Wie lange er noch weitermachen will
Seine Frau Ingrid und die drei Töchter? Haben ihn in seinem zeitaufwändigen Nebengewerbe immer unterstützt. „Meine ganze Familie steht hinter Vati“, stellt er fest. Und erzählt nicht ohne Rührung, wie seine Frau ihn zu DDR-Zeiten mit einem Original Trowa-Schlagzeug aus der Trommelfabrik Weißenfels überraschte. Das spielt er noch heute.

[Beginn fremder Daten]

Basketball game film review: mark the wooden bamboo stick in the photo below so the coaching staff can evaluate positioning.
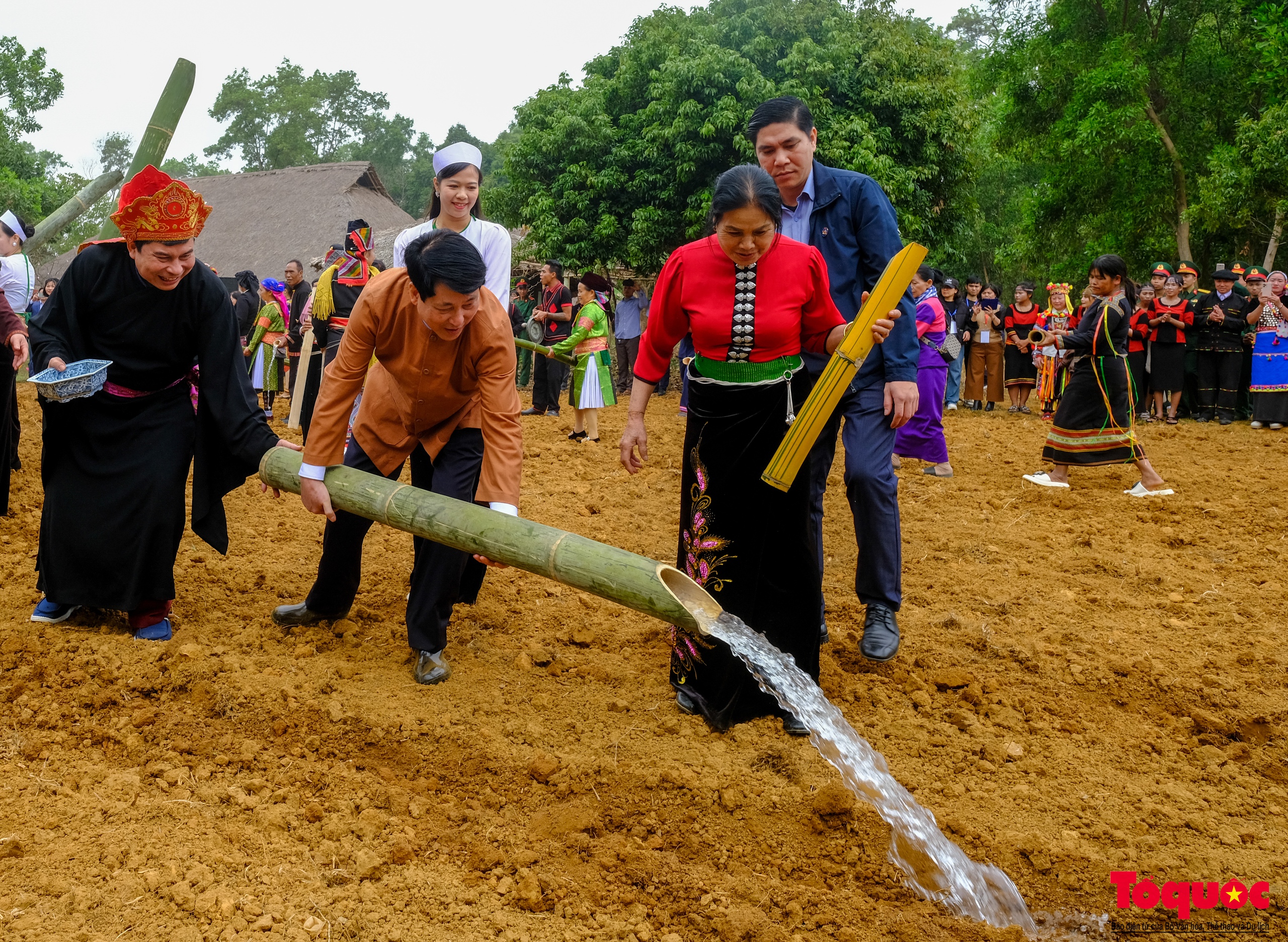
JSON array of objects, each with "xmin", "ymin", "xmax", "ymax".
[
  {"xmin": 98, "ymin": 59, "xmax": 197, "ymax": 239},
  {"xmin": 259, "ymin": 448, "xmax": 720, "ymax": 633},
  {"xmin": 760, "ymin": 242, "xmax": 926, "ymax": 491},
  {"xmin": 514, "ymin": 336, "xmax": 577, "ymax": 366}
]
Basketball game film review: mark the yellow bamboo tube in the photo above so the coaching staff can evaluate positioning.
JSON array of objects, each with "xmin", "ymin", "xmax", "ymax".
[{"xmin": 760, "ymin": 242, "xmax": 926, "ymax": 491}]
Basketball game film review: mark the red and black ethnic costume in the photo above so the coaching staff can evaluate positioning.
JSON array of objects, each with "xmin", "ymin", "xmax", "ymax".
[
  {"xmin": 635, "ymin": 236, "xmax": 845, "ymax": 729},
  {"xmin": 31, "ymin": 166, "xmax": 277, "ymax": 629}
]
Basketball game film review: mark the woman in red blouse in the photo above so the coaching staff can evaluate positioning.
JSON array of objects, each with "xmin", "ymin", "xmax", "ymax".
[
  {"xmin": 621, "ymin": 165, "xmax": 898, "ymax": 736},
  {"xmin": 1003, "ymin": 281, "xmax": 1042, "ymax": 415}
]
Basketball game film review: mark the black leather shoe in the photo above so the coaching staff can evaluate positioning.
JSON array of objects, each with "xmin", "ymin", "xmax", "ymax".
[
  {"xmin": 783, "ymin": 713, "xmax": 809, "ymax": 736},
  {"xmin": 859, "ymin": 602, "xmax": 899, "ymax": 661},
  {"xmin": 415, "ymin": 651, "xmax": 452, "ymax": 683},
  {"xmin": 273, "ymin": 602, "xmax": 349, "ymax": 626},
  {"xmin": 675, "ymin": 691, "xmax": 698, "ymax": 717}
]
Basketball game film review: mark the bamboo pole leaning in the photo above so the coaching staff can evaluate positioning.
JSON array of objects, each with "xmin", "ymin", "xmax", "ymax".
[
  {"xmin": 23, "ymin": 170, "xmax": 125, "ymax": 255},
  {"xmin": 514, "ymin": 336, "xmax": 577, "ymax": 366},
  {"xmin": 98, "ymin": 59, "xmax": 197, "ymax": 239},
  {"xmin": 259, "ymin": 448, "xmax": 721, "ymax": 634}
]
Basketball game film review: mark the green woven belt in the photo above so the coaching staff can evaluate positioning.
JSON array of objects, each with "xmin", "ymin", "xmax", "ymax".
[{"xmin": 693, "ymin": 353, "xmax": 802, "ymax": 383}]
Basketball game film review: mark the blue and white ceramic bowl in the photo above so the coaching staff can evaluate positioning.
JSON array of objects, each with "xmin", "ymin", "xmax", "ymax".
[{"xmin": 28, "ymin": 359, "xmax": 112, "ymax": 402}]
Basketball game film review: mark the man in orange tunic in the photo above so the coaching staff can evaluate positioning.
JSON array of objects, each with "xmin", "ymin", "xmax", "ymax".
[{"xmin": 273, "ymin": 229, "xmax": 523, "ymax": 683}]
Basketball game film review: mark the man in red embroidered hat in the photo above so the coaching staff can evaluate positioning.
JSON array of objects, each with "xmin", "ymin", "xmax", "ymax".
[{"xmin": 31, "ymin": 166, "xmax": 296, "ymax": 641}]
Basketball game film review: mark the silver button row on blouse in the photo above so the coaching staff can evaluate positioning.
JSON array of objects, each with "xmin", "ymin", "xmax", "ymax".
[{"xmin": 725, "ymin": 266, "xmax": 756, "ymax": 363}]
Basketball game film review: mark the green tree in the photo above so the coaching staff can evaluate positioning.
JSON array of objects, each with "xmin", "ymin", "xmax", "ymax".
[
  {"xmin": 976, "ymin": 0, "xmax": 1251, "ymax": 277},
  {"xmin": 0, "ymin": 36, "xmax": 102, "ymax": 260},
  {"xmin": 492, "ymin": 0, "xmax": 975, "ymax": 271},
  {"xmin": 161, "ymin": 153, "xmax": 228, "ymax": 179},
  {"xmin": 1190, "ymin": 3, "xmax": 1288, "ymax": 268},
  {"xmin": 205, "ymin": 59, "xmax": 412, "ymax": 170}
]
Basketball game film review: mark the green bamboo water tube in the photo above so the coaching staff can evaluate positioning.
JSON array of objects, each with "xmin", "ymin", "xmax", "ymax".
[{"xmin": 259, "ymin": 448, "xmax": 721, "ymax": 634}]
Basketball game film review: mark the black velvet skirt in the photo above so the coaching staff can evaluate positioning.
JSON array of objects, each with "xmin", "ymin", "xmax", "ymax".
[{"xmin": 671, "ymin": 371, "xmax": 823, "ymax": 729}]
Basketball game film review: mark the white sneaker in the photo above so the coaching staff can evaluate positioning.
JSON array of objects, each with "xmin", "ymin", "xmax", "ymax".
[
  {"xmin": 1024, "ymin": 472, "xmax": 1069, "ymax": 487},
  {"xmin": 1123, "ymin": 481, "xmax": 1176, "ymax": 497}
]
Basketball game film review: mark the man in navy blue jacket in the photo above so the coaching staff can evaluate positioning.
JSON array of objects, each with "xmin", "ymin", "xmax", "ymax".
[{"xmin": 747, "ymin": 97, "xmax": 918, "ymax": 661}]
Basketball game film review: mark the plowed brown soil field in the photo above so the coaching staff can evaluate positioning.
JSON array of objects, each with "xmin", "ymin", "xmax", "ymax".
[{"xmin": 0, "ymin": 385, "xmax": 1288, "ymax": 942}]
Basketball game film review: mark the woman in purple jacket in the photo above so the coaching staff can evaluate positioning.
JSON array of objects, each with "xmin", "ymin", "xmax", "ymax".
[{"xmin": 894, "ymin": 266, "xmax": 953, "ymax": 478}]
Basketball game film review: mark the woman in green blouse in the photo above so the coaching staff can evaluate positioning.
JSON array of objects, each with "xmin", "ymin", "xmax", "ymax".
[
  {"xmin": 244, "ymin": 278, "xmax": 288, "ymax": 419},
  {"xmin": 551, "ymin": 274, "xmax": 617, "ymax": 442}
]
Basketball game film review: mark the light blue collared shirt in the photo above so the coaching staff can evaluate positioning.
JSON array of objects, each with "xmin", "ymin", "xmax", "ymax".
[{"xmin": 783, "ymin": 166, "xmax": 814, "ymax": 245}]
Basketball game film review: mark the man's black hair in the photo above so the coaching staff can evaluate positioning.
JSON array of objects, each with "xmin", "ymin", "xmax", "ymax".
[
  {"xmin": 0, "ymin": 213, "xmax": 36, "ymax": 242},
  {"xmin": 425, "ymin": 160, "xmax": 483, "ymax": 219},
  {"xmin": 132, "ymin": 237, "xmax": 193, "ymax": 249},
  {"xmin": 407, "ymin": 229, "xmax": 487, "ymax": 300},
  {"xmin": 747, "ymin": 96, "xmax": 814, "ymax": 147}
]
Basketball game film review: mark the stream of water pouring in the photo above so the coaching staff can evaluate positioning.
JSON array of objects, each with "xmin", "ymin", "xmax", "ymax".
[{"xmin": 690, "ymin": 608, "xmax": 1037, "ymax": 938}]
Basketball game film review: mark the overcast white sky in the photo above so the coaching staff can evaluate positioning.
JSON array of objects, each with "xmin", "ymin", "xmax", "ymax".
[{"xmin": 23, "ymin": 0, "xmax": 970, "ymax": 173}]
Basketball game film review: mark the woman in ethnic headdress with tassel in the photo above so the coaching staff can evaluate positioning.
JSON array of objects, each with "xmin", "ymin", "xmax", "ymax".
[
  {"xmin": 245, "ymin": 278, "xmax": 290, "ymax": 419},
  {"xmin": 621, "ymin": 165, "xmax": 894, "ymax": 736},
  {"xmin": 1024, "ymin": 255, "xmax": 1172, "ymax": 497},
  {"xmin": 296, "ymin": 219, "xmax": 380, "ymax": 445},
  {"xmin": 31, "ymin": 166, "xmax": 299, "ymax": 641},
  {"xmin": 1248, "ymin": 268, "xmax": 1288, "ymax": 429},
  {"xmin": 1033, "ymin": 281, "xmax": 1073, "ymax": 421},
  {"xmin": 551, "ymin": 272, "xmax": 617, "ymax": 442}
]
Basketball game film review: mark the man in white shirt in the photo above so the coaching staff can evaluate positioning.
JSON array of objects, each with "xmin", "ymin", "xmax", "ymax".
[
  {"xmin": 613, "ymin": 278, "xmax": 648, "ymax": 390},
  {"xmin": 394, "ymin": 140, "xmax": 511, "ymax": 299}
]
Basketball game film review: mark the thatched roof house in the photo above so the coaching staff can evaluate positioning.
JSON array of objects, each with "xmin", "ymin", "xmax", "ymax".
[{"xmin": 41, "ymin": 161, "xmax": 416, "ymax": 278}]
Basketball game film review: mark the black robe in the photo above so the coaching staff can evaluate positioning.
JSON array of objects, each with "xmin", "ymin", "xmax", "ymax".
[{"xmin": 31, "ymin": 242, "xmax": 278, "ymax": 611}]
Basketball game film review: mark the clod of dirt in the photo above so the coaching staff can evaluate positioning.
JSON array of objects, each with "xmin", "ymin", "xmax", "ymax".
[
  {"xmin": 814, "ymin": 782, "xmax": 854, "ymax": 818},
  {"xmin": 528, "ymin": 753, "xmax": 559, "ymax": 785},
  {"xmin": 926, "ymin": 668, "xmax": 975, "ymax": 691},
  {"xmin": 523, "ymin": 644, "xmax": 554, "ymax": 668},
  {"xmin": 353, "ymin": 848, "xmax": 384, "ymax": 880},
  {"xmin": 514, "ymin": 873, "xmax": 552, "ymax": 912}
]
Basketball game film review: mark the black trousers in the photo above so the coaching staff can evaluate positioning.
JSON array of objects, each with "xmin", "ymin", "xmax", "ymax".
[
  {"xmin": 1198, "ymin": 351, "xmax": 1243, "ymax": 419},
  {"xmin": 306, "ymin": 429, "xmax": 486, "ymax": 651},
  {"xmin": 1127, "ymin": 351, "xmax": 1149, "ymax": 415},
  {"xmin": 0, "ymin": 358, "xmax": 18, "ymax": 517},
  {"xmin": 532, "ymin": 357, "xmax": 568, "ymax": 412}
]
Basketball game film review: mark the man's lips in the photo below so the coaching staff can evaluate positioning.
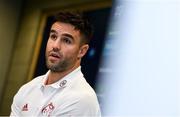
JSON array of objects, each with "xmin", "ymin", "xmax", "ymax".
[{"xmin": 49, "ymin": 52, "xmax": 61, "ymax": 59}]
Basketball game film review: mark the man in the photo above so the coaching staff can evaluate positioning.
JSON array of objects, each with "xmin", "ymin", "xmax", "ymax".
[{"xmin": 11, "ymin": 12, "xmax": 101, "ymax": 117}]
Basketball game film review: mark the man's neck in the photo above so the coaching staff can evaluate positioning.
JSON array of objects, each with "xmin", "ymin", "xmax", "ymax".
[{"xmin": 45, "ymin": 66, "xmax": 79, "ymax": 85}]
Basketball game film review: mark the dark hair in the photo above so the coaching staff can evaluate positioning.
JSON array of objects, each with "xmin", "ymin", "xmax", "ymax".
[{"xmin": 53, "ymin": 11, "xmax": 93, "ymax": 44}]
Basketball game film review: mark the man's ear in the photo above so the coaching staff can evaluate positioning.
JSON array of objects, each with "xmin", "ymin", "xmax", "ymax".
[{"xmin": 78, "ymin": 44, "xmax": 89, "ymax": 58}]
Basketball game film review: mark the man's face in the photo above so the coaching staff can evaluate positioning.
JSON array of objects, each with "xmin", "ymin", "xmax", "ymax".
[{"xmin": 46, "ymin": 22, "xmax": 87, "ymax": 72}]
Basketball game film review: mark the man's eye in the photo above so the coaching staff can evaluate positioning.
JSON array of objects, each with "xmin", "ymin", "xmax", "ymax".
[
  {"xmin": 62, "ymin": 37, "xmax": 72, "ymax": 44},
  {"xmin": 50, "ymin": 34, "xmax": 57, "ymax": 40}
]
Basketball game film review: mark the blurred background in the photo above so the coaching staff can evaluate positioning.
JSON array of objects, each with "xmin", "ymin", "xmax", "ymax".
[
  {"xmin": 0, "ymin": 0, "xmax": 112, "ymax": 115},
  {"xmin": 0, "ymin": 0, "xmax": 180, "ymax": 117}
]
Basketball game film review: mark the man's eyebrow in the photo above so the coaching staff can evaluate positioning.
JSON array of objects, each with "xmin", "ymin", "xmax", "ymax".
[
  {"xmin": 50, "ymin": 29, "xmax": 57, "ymax": 34},
  {"xmin": 62, "ymin": 33, "xmax": 74, "ymax": 40}
]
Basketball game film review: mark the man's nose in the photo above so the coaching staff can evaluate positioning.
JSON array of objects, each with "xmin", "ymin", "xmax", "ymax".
[{"xmin": 53, "ymin": 39, "xmax": 61, "ymax": 51}]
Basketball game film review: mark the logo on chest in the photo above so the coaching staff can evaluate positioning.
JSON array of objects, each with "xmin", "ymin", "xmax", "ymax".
[
  {"xmin": 41, "ymin": 102, "xmax": 55, "ymax": 116},
  {"xmin": 21, "ymin": 103, "xmax": 28, "ymax": 111}
]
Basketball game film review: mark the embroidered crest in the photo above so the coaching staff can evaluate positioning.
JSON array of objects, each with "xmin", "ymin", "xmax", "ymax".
[
  {"xmin": 59, "ymin": 80, "xmax": 67, "ymax": 87},
  {"xmin": 22, "ymin": 103, "xmax": 28, "ymax": 111},
  {"xmin": 42, "ymin": 102, "xmax": 54, "ymax": 116}
]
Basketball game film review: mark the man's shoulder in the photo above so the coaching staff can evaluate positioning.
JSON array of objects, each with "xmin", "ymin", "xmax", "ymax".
[{"xmin": 20, "ymin": 75, "xmax": 45, "ymax": 90}]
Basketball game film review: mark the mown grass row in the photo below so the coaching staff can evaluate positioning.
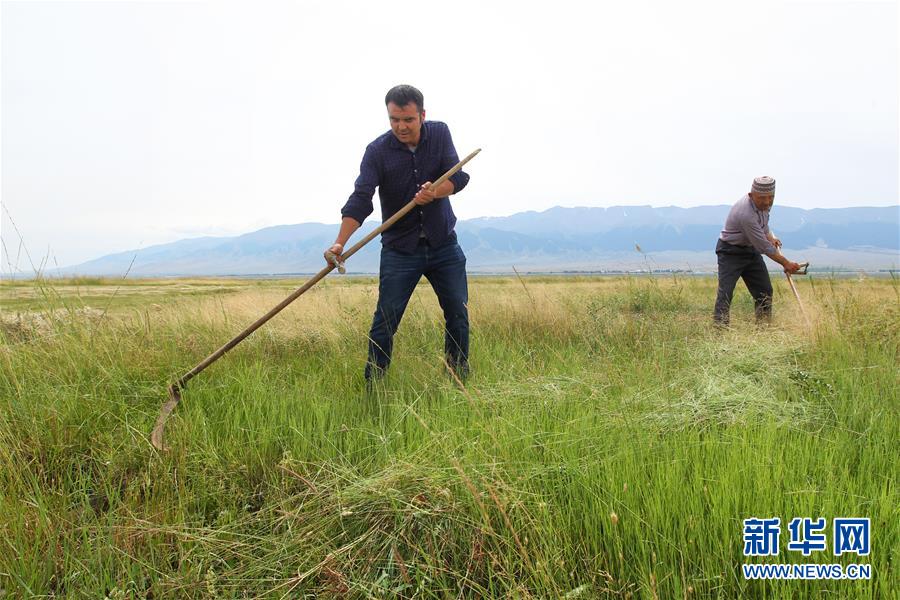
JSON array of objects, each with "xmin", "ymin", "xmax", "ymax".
[{"xmin": 0, "ymin": 278, "xmax": 900, "ymax": 598}]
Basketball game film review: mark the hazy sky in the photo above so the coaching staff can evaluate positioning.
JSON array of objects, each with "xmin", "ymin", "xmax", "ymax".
[{"xmin": 0, "ymin": 0, "xmax": 900, "ymax": 270}]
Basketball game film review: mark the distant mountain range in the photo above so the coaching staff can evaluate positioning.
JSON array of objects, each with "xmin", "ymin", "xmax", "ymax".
[{"xmin": 59, "ymin": 205, "xmax": 900, "ymax": 277}]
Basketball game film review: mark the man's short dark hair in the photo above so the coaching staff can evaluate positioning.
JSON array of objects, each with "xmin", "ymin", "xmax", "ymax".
[{"xmin": 384, "ymin": 85, "xmax": 425, "ymax": 112}]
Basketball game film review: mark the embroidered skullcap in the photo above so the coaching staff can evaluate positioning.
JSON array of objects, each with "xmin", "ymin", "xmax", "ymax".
[{"xmin": 751, "ymin": 175, "xmax": 775, "ymax": 194}]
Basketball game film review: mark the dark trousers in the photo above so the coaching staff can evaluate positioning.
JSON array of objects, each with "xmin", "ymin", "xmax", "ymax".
[
  {"xmin": 714, "ymin": 240, "xmax": 772, "ymax": 325},
  {"xmin": 366, "ymin": 238, "xmax": 469, "ymax": 379}
]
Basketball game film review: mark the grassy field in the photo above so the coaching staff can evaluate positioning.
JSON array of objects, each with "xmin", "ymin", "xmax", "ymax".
[{"xmin": 0, "ymin": 276, "xmax": 900, "ymax": 599}]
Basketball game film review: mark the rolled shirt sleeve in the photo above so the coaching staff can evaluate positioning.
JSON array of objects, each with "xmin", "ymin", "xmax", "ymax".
[{"xmin": 743, "ymin": 213, "xmax": 778, "ymax": 256}]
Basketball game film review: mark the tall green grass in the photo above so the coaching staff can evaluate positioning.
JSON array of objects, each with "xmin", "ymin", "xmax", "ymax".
[{"xmin": 0, "ymin": 278, "xmax": 900, "ymax": 598}]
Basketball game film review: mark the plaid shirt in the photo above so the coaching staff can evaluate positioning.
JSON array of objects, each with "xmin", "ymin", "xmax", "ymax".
[{"xmin": 341, "ymin": 121, "xmax": 469, "ymax": 251}]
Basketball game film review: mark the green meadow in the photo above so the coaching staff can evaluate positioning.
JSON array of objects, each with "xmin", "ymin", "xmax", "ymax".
[{"xmin": 0, "ymin": 274, "xmax": 900, "ymax": 599}]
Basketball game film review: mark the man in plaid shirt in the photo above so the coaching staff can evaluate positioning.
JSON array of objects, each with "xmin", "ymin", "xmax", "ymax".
[{"xmin": 326, "ymin": 85, "xmax": 469, "ymax": 382}]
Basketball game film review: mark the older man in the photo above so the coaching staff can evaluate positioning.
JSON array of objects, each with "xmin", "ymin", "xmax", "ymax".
[
  {"xmin": 714, "ymin": 176, "xmax": 800, "ymax": 325},
  {"xmin": 325, "ymin": 85, "xmax": 469, "ymax": 382}
]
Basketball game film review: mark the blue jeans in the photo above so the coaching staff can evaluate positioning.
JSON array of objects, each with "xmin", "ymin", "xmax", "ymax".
[
  {"xmin": 713, "ymin": 240, "xmax": 772, "ymax": 325},
  {"xmin": 366, "ymin": 239, "xmax": 469, "ymax": 379}
]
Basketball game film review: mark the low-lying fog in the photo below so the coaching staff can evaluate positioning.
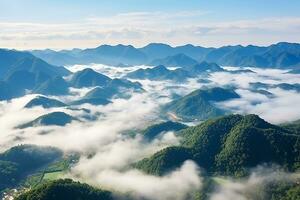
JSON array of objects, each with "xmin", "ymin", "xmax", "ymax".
[{"xmin": 0, "ymin": 64, "xmax": 300, "ymax": 200}]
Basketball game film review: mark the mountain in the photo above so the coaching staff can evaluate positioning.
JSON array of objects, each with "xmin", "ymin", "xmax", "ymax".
[
  {"xmin": 163, "ymin": 87, "xmax": 240, "ymax": 121},
  {"xmin": 209, "ymin": 42, "xmax": 300, "ymax": 68},
  {"xmin": 150, "ymin": 54, "xmax": 198, "ymax": 68},
  {"xmin": 250, "ymin": 82, "xmax": 300, "ymax": 92},
  {"xmin": 70, "ymin": 68, "xmax": 111, "ymax": 88},
  {"xmin": 0, "ymin": 81, "xmax": 13, "ymax": 101},
  {"xmin": 70, "ymin": 97, "xmax": 111, "ymax": 106},
  {"xmin": 17, "ymin": 112, "xmax": 77, "ymax": 129},
  {"xmin": 33, "ymin": 76, "xmax": 69, "ymax": 96},
  {"xmin": 125, "ymin": 65, "xmax": 192, "ymax": 82},
  {"xmin": 16, "ymin": 179, "xmax": 113, "ymax": 200},
  {"xmin": 32, "ymin": 42, "xmax": 300, "ymax": 69},
  {"xmin": 281, "ymin": 119, "xmax": 300, "ymax": 135},
  {"xmin": 139, "ymin": 43, "xmax": 214, "ymax": 61},
  {"xmin": 0, "ymin": 145, "xmax": 63, "ymax": 191},
  {"xmin": 135, "ymin": 115, "xmax": 300, "ymax": 176},
  {"xmin": 185, "ymin": 61, "xmax": 225, "ymax": 75},
  {"xmin": 142, "ymin": 121, "xmax": 188, "ymax": 141},
  {"xmin": 24, "ymin": 96, "xmax": 67, "ymax": 108},
  {"xmin": 0, "ymin": 49, "xmax": 70, "ymax": 100},
  {"xmin": 79, "ymin": 44, "xmax": 147, "ymax": 65},
  {"xmin": 82, "ymin": 79, "xmax": 143, "ymax": 100},
  {"xmin": 125, "ymin": 62, "xmax": 225, "ymax": 82},
  {"xmin": 31, "ymin": 49, "xmax": 81, "ymax": 66}
]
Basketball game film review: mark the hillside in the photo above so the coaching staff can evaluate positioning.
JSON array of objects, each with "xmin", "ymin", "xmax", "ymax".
[
  {"xmin": 142, "ymin": 121, "xmax": 187, "ymax": 141},
  {"xmin": 136, "ymin": 115, "xmax": 300, "ymax": 176},
  {"xmin": 150, "ymin": 54, "xmax": 198, "ymax": 68},
  {"xmin": 0, "ymin": 145, "xmax": 62, "ymax": 191},
  {"xmin": 17, "ymin": 112, "xmax": 77, "ymax": 129},
  {"xmin": 24, "ymin": 96, "xmax": 67, "ymax": 108},
  {"xmin": 163, "ymin": 87, "xmax": 239, "ymax": 120},
  {"xmin": 70, "ymin": 68, "xmax": 111, "ymax": 88},
  {"xmin": 16, "ymin": 179, "xmax": 113, "ymax": 200},
  {"xmin": 0, "ymin": 49, "xmax": 70, "ymax": 100},
  {"xmin": 32, "ymin": 42, "xmax": 300, "ymax": 69}
]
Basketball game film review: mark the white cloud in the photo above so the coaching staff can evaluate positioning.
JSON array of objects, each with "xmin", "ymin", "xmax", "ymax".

Inzwischen lässt es DJ Schorschi aber etwas ruhiger angehen, bespielt nur noch 60 bis 80 Partys im Jahr. Den Frühschoppen beim Bergmannsverein ebenso wie den 80. Geburtstag mit hundert Gästen. „Da gibt’s Polterabende, wo’s über Tische und Bänke geht, bei anderen läuft es ruhiger“, weiß Szor. Das Wichtigste: „Ich möchte den Menschen Freude machen!“
So lange das klappt und er so viel Spaß dran hat wie jetzt, macht er weiter - ohne Altersgrenze.